Now I am in London living with my parents, working at Waitrose, living in the heart of a city with endless amounts of luxuries, studying at a school with mainly British people, in a very British setting.
I find the course extremely challenging. It seems very unstable, going from really wonderful to horrible from week to week. I suppose this is a mix of me reacting and adapting to this new environment, culture and course. My Fine Art project was especially frustrating as I couldn't understand the brief, what was required of us. As an introduction to the project they had given us a few extremely complicated words such as Neurosis, Voyeurism, Absence/ Presence and I just couldn't physically understand what I was supposed to do. I came to class every day, did the five drawings and paintings we were asked to do, but that still left me puzzled what to do next. I didn't manage to speak to a single tutor until the Monday of the second week and hence spent all the time prior to that thinking, sitting, trying to decrypt this complicated, complex brief we were given. It made me extremely emotional and overwhelmed.
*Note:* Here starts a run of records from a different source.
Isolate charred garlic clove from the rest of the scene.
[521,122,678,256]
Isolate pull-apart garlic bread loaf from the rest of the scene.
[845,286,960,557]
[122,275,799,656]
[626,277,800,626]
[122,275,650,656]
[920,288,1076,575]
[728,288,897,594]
Finally the Monday of the second week I managed to talk with a tutor which completely transformed my project. We decided to work on all the art I had produced as a result of trying to make sense and understand the brief; all the passion I had put into my journal turned out to be the art more so than the five drawings and paintings. I interviewed six students who were all doing the same project as I was. I was curious to know how they found it, if they felt as frustrated and overwhelmed as I did.
I took their photo, painted over it to render it anonymous and then typewrote the interview onto it. I was extremely pleased with the outcome. The struggle towards this piece was tough but in the end it made it what it was. I hope you can relate to this in some way, and would love to hear what you think, about my work, or your experiences.